Role of NADPH Oxidase in Retinal Vascular Inflammation

Mohamed Al-Shabrawey; Modesto Rojas; Tammy Sanders; Ali Behzadian; Azza El-Remessy; Manuela Bartoli; Abdul Kader Parpia; Gregory Liou; Ruth B. Caldwell

doi:10.1167/iovs.08-1755

Abstract

purpose. In another study, it was demonstrated that NADPH oxidase-derived reactive oxygen species (ROS) are important for ischemia–induced increases in vascular endothelial growth factor (VEGF) and retinal neovascularization. Diabetes–induced increases in retinal ROS, VEGF expression, and vascular permeability are accompanied by increases in the NADPH oxidase catalytic subunit NOX2 within the retinal vessels. The goal of this study was to evaluate the potential role of NOX2 and NADPH oxidase activity in the development of retinal vascular inflammation.

methods. Studies were performed in wild-type mice, mice lacking NOX2, and mice treated with the NADPH oxidase inhibitor apocynin in models of endotoxemia and streptozotocin-induced diabetes. Intracellular adhesion molecule (ICAM)-1 expression was determined by Western blot analysis. Leukocyte adhesion was assessed by labeling adherent leukocytes with concanavalin A. Vascular permeability was assessed by extravasation of FITC-conjugated albumin. ROS production was determined by dichlorofluorescein imaging.

results. Both endotoxemia- and diabetes-induced increases in ICAM-1 expression and leukostasis were significantly inhibited by deletion of NOX2, indicating that this enzyme is critically involved in both conditions.
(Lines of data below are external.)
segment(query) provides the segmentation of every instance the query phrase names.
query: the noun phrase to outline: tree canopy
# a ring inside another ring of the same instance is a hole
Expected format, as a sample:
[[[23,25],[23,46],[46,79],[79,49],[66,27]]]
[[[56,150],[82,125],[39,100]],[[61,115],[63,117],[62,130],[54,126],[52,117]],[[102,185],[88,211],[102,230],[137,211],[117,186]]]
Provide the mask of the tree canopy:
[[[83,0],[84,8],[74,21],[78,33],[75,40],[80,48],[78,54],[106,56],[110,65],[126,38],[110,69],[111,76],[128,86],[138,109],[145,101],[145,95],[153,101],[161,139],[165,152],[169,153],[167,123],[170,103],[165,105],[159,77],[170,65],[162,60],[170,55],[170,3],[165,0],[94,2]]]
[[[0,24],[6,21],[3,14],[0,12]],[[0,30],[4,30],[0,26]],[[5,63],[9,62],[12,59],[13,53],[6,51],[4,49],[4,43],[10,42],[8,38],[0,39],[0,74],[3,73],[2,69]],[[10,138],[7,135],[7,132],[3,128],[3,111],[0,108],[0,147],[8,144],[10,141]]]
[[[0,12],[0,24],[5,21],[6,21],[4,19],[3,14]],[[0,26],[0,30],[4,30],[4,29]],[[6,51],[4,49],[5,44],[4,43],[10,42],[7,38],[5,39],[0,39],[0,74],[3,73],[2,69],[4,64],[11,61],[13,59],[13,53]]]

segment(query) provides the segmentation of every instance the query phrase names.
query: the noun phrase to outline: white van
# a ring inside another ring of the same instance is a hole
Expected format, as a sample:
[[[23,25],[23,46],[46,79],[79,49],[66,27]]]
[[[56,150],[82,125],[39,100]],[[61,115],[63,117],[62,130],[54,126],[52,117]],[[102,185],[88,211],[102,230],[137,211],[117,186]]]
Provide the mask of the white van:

Moreover, apocynin treatment and deletion of NOX2 were equally effective in preventing diabetes-induced increases in ICAM-1, leukostasis, and breakdown of the blood–retinal barrier, suggesting that NOX2 is primarily responsible for these early signs of diabetic retinopathy.

conclusions. These data suggest that NOX2 activity has a primary role in retinal vascular inflammation during acute and chronic conditions associated with retinal vascular inflammatory reactions. Targeting this enzyme could be a novel therapeutic strategy for treatment of the retinopathies associated with vascular inflammation.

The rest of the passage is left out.